Using a machine-learning model developed from 3,542 regional surveys encompassing over one million soil samples, the team produced annual maps showing a consistent rise in arsenic levels in China's surface soils from 2000 to 2040.  

The model uncovered an increase from an average arsenic concentration of 11.9 mg/kg in 2000 to 12.6 mg/kg in 2020, projecting a further increase to 13.6 mg/kg by 2040. It identified primary anthropogenic sources such as non-ferrous metal mining (68.0%), fossil energy consumption (15.8%), non-ferrous metal smelting (13.2%), and agricultural activities (3.0%) as key contributors to this rise. 

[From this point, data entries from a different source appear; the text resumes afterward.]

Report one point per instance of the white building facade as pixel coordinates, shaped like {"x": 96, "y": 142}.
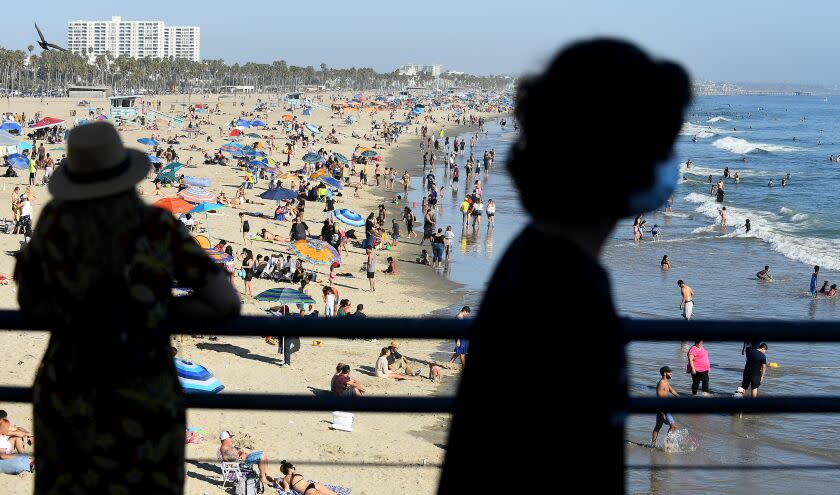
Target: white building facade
{"x": 136, "y": 39}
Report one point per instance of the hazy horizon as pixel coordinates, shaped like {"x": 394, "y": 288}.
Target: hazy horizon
{"x": 764, "y": 41}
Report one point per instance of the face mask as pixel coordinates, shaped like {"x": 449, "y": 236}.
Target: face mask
{"x": 666, "y": 175}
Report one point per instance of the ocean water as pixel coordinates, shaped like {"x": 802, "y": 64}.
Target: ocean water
{"x": 793, "y": 228}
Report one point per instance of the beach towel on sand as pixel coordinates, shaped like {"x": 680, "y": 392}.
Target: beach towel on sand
{"x": 340, "y": 490}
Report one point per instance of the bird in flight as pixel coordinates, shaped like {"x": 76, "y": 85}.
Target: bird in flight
{"x": 43, "y": 43}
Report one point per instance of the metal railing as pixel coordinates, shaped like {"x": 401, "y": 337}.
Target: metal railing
{"x": 435, "y": 328}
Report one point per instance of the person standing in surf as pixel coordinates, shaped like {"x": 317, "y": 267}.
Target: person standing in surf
{"x": 663, "y": 391}
{"x": 687, "y": 302}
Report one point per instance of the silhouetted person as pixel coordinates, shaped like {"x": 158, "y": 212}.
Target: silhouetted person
{"x": 99, "y": 271}
{"x": 570, "y": 317}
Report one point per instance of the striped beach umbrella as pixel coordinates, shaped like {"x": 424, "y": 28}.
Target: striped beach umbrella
{"x": 349, "y": 217}
{"x": 196, "y": 379}
{"x": 312, "y": 157}
{"x": 315, "y": 251}
{"x": 196, "y": 195}
{"x": 284, "y": 295}
{"x": 218, "y": 256}
{"x": 330, "y": 181}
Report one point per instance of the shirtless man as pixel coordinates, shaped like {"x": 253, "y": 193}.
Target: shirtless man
{"x": 687, "y": 302}
{"x": 663, "y": 390}
{"x": 764, "y": 274}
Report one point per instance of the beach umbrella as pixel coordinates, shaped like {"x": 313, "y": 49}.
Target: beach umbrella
{"x": 219, "y": 257}
{"x": 312, "y": 157}
{"x": 10, "y": 127}
{"x": 46, "y": 122}
{"x": 349, "y": 217}
{"x": 204, "y": 207}
{"x": 7, "y": 139}
{"x": 279, "y": 194}
{"x": 196, "y": 379}
{"x": 196, "y": 195}
{"x": 315, "y": 251}
{"x": 17, "y": 160}
{"x": 174, "y": 205}
{"x": 330, "y": 181}
{"x": 284, "y": 295}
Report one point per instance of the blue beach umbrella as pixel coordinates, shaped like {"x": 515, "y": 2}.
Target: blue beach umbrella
{"x": 196, "y": 379}
{"x": 17, "y": 160}
{"x": 312, "y": 157}
{"x": 284, "y": 295}
{"x": 279, "y": 194}
{"x": 349, "y": 217}
{"x": 330, "y": 181}
{"x": 11, "y": 127}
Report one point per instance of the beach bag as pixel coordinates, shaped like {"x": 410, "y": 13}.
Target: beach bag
{"x": 246, "y": 486}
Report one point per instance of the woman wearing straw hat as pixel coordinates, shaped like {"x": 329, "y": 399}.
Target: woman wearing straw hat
{"x": 99, "y": 271}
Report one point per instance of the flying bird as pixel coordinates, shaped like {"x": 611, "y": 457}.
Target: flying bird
{"x": 43, "y": 43}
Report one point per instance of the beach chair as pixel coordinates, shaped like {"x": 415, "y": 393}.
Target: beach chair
{"x": 231, "y": 471}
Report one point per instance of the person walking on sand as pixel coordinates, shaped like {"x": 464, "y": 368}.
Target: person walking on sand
{"x": 764, "y": 274}
{"x": 754, "y": 369}
{"x": 687, "y": 302}
{"x": 663, "y": 391}
{"x": 698, "y": 366}
{"x": 371, "y": 267}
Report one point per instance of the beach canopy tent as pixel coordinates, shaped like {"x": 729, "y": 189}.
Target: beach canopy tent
{"x": 284, "y": 295}
{"x": 46, "y": 122}
{"x": 315, "y": 251}
{"x": 174, "y": 205}
{"x": 196, "y": 379}
{"x": 11, "y": 127}
{"x": 17, "y": 160}
{"x": 279, "y": 194}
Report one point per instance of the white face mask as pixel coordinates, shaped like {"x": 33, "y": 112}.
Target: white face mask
{"x": 666, "y": 174}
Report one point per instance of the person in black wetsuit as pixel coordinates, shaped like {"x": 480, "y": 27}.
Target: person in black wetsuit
{"x": 578, "y": 85}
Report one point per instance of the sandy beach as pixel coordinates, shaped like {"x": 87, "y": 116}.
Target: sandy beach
{"x": 402, "y": 451}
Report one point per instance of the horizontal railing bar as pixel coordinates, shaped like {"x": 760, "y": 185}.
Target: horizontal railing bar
{"x": 282, "y": 402}
{"x": 734, "y": 331}
{"x": 735, "y": 467}
{"x": 422, "y": 328}
{"x": 715, "y": 405}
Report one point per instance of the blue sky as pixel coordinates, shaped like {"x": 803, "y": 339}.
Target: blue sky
{"x": 743, "y": 40}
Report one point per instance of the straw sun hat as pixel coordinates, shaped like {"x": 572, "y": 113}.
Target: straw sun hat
{"x": 97, "y": 165}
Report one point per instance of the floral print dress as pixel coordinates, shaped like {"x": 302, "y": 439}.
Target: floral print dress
{"x": 109, "y": 412}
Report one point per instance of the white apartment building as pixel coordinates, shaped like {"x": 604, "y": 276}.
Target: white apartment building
{"x": 433, "y": 70}
{"x": 137, "y": 39}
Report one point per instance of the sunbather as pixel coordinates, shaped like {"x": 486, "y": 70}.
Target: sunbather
{"x": 234, "y": 454}
{"x": 293, "y": 480}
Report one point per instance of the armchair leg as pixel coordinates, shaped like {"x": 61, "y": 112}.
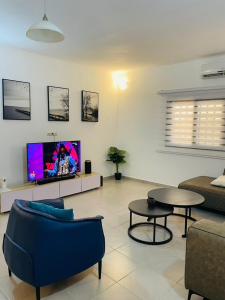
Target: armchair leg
{"x": 38, "y": 293}
{"x": 10, "y": 273}
{"x": 100, "y": 269}
{"x": 190, "y": 293}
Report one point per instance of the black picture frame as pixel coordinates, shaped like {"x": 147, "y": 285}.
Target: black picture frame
{"x": 18, "y": 92}
{"x": 60, "y": 114}
{"x": 89, "y": 106}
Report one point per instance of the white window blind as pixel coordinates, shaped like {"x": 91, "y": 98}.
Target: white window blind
{"x": 196, "y": 124}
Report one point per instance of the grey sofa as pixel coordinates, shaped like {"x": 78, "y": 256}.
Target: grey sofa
{"x": 214, "y": 196}
{"x": 205, "y": 260}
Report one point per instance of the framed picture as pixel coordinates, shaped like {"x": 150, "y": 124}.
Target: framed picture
{"x": 89, "y": 106}
{"x": 16, "y": 100}
{"x": 58, "y": 103}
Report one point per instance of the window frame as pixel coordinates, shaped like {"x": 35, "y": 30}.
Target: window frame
{"x": 193, "y": 145}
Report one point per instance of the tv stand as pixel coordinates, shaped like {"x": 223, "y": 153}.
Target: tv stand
{"x": 34, "y": 192}
{"x": 54, "y": 179}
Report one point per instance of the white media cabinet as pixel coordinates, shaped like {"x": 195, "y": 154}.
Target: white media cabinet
{"x": 52, "y": 190}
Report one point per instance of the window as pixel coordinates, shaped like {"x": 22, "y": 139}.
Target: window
{"x": 196, "y": 124}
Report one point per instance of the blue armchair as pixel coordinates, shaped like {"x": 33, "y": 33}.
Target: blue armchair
{"x": 41, "y": 249}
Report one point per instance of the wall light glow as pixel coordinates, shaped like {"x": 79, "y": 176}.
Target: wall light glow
{"x": 120, "y": 80}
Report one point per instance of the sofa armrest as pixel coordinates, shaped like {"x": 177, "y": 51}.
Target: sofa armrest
{"x": 205, "y": 259}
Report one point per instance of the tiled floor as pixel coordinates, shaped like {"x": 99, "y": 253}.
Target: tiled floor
{"x": 131, "y": 271}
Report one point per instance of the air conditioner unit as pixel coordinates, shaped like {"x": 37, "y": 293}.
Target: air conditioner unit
{"x": 215, "y": 70}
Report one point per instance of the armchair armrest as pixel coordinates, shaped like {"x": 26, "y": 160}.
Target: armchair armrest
{"x": 74, "y": 246}
{"x": 205, "y": 259}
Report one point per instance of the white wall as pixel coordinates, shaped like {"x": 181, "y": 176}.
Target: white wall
{"x": 41, "y": 71}
{"x": 141, "y": 124}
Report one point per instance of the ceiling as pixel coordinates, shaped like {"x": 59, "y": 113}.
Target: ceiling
{"x": 120, "y": 32}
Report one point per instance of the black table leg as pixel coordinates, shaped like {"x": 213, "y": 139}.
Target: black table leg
{"x": 165, "y": 222}
{"x": 186, "y": 221}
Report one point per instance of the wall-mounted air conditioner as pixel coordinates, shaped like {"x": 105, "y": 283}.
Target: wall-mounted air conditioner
{"x": 213, "y": 70}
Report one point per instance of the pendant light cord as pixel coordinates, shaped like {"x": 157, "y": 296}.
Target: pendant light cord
{"x": 44, "y": 7}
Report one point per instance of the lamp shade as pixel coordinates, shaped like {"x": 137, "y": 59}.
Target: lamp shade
{"x": 45, "y": 31}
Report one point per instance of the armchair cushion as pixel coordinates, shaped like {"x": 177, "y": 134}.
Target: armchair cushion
{"x": 64, "y": 214}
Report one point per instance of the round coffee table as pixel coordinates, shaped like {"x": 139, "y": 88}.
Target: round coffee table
{"x": 140, "y": 207}
{"x": 174, "y": 197}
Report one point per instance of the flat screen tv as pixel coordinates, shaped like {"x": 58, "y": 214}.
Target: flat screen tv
{"x": 53, "y": 159}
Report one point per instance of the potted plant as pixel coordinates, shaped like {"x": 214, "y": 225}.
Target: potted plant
{"x": 116, "y": 156}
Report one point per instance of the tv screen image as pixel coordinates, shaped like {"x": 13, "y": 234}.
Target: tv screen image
{"x": 53, "y": 159}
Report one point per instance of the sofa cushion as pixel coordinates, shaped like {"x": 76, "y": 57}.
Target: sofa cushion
{"x": 63, "y": 214}
{"x": 220, "y": 181}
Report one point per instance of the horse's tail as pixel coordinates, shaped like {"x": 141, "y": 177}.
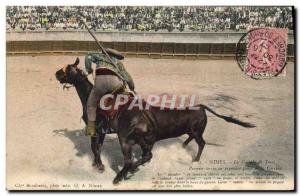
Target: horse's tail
{"x": 229, "y": 119}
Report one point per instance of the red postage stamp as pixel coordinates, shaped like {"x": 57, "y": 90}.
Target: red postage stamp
{"x": 265, "y": 53}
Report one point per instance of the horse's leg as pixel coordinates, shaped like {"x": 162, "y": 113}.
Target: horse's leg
{"x": 201, "y": 143}
{"x": 198, "y": 131}
{"x": 127, "y": 153}
{"x": 187, "y": 141}
{"x": 146, "y": 156}
{"x": 96, "y": 145}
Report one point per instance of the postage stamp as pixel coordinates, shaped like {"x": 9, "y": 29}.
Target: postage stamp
{"x": 262, "y": 52}
{"x": 135, "y": 98}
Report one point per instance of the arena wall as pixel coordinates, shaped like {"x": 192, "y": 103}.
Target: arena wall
{"x": 151, "y": 44}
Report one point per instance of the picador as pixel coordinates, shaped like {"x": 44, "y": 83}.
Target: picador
{"x": 108, "y": 79}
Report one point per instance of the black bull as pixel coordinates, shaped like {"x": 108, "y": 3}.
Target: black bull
{"x": 142, "y": 127}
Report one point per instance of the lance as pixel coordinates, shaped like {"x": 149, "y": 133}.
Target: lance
{"x": 103, "y": 49}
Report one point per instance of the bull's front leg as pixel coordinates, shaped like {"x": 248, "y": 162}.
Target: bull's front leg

Moreover, the team showed how agricultural practices, particularly the use of arsenic-laden fertilizers and pesticides, raise the overall arsenic levels, and reduce the area of land with arsenic concentrations exceeding 20 mg/kg due to crop absorption, akin to phytoremediation. However, it warned that arsenic absorbed by crops can enter the food chain, posing potential health risks. 

Further research discovered that 13.3% of the rice grown in fields with soil arsenic levels between 20 and 30 mg/kg exceeded safety limits, with about one-third of arsenic-exceeding rice in China coming from these fields. This points to the urgent need for reassessment of current standards and increased focus on affected areas to ensure food safety. 

This study provides a macroscopic method for quantifying the environmental impact of human activities, with potential applications not only in China but globally across various research fields.